Genre: rap | Year: 2010

[Verse 1]
U mnie muzyka ta sama od rana grana dziś
Zmieniam w TV kanał na jakiś banał, a dama śpi
Ona lubi tego chama, co już od rana ma w planach pić
Albo spalę grama, to żaden dramat ten cannabis
Mam postać nieprędko, mam bronksa i szkiełko
To opcja nie pierdol i zostaw to tępo i zwolnij
Wiem, pierdolę często
Bo sram na wszystko, co narzuca mi społeczeństwo
Kojot - to nie gość, co tylko przepierdala flotę w barach
To dla tych co twiedzą, że wciąż się tylko opierdalam
Mam nadzieję, zajawkę i wiarę w kulturę
Pewnie dlatego siedzę tu i piszę znów numer
Choć coraz częściej mam bekę z tych dup, które
Piszą mi miesiąc po fakcie, że wzięły ślub, w sumie
Nie wiem po co im ten papier, by być w związku
Nie zaprosiły mnie na ślub, zaproszą na rozwód?

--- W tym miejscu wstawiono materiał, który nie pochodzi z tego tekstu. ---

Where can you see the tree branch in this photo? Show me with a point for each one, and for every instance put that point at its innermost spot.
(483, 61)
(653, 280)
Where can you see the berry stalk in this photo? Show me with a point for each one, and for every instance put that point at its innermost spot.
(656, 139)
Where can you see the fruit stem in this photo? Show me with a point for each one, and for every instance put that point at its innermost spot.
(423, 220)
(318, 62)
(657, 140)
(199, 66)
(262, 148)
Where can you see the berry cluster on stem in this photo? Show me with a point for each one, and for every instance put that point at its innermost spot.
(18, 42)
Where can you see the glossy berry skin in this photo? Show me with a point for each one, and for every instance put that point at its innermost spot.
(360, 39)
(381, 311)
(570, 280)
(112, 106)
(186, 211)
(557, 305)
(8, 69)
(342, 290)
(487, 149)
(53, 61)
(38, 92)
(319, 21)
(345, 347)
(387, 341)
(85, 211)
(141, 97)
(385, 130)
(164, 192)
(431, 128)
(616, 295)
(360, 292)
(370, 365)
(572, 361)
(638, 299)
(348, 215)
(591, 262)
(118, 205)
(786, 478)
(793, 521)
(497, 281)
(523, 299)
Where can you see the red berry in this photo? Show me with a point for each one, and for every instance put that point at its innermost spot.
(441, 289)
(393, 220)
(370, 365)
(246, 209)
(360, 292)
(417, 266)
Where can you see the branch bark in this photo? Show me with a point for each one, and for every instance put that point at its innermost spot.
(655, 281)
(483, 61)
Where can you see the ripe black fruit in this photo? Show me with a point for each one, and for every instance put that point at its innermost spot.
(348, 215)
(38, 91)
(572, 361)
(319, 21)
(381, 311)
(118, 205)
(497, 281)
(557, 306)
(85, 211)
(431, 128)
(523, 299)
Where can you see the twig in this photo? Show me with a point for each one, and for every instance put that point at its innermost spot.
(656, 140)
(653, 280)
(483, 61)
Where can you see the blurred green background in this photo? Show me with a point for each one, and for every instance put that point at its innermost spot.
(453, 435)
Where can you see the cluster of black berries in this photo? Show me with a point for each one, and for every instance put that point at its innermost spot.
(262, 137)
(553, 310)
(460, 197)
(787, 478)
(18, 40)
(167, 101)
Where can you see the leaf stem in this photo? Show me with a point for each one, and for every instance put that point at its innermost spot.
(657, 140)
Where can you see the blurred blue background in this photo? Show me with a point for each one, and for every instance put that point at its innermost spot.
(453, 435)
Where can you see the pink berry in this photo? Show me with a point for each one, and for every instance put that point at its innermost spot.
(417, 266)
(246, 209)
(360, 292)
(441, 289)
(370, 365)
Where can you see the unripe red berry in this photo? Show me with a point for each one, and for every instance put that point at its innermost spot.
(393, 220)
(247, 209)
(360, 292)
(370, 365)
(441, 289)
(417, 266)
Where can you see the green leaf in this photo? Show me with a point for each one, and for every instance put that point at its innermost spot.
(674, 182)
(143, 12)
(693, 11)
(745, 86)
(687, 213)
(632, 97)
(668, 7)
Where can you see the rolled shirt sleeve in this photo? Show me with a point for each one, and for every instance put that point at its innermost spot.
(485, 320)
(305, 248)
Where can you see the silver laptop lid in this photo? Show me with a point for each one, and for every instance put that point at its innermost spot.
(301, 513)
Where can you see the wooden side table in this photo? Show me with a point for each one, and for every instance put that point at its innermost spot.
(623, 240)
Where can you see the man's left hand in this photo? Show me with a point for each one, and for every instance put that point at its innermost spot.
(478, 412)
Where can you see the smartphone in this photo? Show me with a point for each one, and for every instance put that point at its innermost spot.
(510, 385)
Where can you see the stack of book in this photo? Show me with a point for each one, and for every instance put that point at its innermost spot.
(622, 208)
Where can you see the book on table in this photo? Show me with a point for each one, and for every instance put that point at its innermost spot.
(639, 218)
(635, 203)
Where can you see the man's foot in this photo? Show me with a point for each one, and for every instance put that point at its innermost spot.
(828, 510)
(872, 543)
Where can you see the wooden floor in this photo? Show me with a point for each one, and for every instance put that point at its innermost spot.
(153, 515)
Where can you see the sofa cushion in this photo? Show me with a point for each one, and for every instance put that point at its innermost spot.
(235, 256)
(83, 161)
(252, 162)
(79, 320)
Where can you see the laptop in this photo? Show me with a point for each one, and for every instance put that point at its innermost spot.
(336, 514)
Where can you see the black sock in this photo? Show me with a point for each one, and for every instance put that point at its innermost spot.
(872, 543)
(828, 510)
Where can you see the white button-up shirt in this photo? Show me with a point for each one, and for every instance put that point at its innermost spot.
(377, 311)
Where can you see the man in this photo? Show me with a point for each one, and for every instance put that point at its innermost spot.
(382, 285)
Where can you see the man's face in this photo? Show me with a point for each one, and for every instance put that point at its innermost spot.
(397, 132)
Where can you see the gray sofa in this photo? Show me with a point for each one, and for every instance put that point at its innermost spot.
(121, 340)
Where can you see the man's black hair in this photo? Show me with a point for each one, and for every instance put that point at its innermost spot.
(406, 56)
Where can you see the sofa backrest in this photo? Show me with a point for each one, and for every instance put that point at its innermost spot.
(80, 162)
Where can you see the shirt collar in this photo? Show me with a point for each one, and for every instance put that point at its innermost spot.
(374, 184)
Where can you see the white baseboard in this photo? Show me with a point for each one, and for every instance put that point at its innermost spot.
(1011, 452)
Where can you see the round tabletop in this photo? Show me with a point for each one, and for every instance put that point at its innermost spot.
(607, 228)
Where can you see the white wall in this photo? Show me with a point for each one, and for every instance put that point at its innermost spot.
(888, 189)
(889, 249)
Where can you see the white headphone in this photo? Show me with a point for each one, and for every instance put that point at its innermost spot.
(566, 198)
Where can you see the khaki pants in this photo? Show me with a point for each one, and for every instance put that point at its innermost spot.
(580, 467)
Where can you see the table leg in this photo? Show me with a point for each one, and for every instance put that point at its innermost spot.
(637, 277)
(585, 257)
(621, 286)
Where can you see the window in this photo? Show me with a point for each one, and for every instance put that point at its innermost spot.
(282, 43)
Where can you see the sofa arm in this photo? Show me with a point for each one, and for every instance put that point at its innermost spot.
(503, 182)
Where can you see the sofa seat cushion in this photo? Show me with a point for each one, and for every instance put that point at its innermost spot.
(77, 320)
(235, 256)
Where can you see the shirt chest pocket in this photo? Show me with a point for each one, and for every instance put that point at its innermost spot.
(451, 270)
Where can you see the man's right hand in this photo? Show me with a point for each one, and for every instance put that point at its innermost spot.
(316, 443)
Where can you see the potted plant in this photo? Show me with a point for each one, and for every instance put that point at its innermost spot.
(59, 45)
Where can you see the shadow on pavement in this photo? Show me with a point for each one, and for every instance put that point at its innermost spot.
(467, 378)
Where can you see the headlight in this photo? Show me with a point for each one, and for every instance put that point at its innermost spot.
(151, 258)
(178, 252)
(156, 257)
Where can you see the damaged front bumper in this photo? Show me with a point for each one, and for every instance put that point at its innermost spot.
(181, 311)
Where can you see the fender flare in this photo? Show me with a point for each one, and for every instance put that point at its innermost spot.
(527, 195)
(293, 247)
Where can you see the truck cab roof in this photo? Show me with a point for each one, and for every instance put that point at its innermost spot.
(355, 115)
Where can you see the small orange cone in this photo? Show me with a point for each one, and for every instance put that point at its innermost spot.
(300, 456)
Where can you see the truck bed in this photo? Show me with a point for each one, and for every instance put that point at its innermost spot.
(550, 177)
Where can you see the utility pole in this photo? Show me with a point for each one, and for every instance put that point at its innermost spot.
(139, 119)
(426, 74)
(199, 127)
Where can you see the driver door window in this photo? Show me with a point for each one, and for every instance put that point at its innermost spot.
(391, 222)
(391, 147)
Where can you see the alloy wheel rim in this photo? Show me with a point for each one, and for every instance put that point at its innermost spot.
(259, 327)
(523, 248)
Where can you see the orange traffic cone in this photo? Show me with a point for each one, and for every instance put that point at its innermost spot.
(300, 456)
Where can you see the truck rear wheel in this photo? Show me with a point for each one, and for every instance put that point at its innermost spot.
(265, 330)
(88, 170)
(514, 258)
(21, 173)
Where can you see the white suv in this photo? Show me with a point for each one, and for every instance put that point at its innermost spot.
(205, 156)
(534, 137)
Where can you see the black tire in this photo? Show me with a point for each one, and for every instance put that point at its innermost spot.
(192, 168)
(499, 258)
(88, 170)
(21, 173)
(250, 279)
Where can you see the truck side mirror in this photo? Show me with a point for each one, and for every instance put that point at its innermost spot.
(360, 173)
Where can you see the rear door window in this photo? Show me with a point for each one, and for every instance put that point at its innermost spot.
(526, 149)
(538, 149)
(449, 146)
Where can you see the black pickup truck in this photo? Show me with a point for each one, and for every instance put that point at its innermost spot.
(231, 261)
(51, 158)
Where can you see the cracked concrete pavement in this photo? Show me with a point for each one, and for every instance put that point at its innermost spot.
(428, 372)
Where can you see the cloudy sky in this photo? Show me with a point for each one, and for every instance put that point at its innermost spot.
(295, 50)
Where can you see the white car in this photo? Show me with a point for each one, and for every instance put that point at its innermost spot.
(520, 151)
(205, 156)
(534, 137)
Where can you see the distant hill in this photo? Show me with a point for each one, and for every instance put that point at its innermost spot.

Zawsze wiedziały lepiej jak skończę
A ja się mam dobrze, siedzę i rap włączę
Pytasz co u mnie? Wpadaj, bo dziś gram koncert
Ważny jest klimat i ludzie, a nie czy za forsę
Wiem, mogłem mieć pięć epek
Wolałem na alkohol wydać ten cash w sklepie
Czas się ogarnąć i dać ten tekst lepiej
Bo bieg za marzeniami musi mieć gdzieś metę, tak
[Verse 2]
21 na karku, wkrótce rozjebię na majku
Wbiję cię w glebę na bank tu
Liczę u ciebie na IQ
Mam jedną wadę - to wóda i znów jadę na długach
Robię wyprawy po klubach, rano mam kawę do szluga
Muszę ogarnąć po melanżu, a to kiepska sprawa
Na stole taki syf, że Ducetto, by zszedł na zawał
Mówią: "weź się chamuj w tym mieście szpanu"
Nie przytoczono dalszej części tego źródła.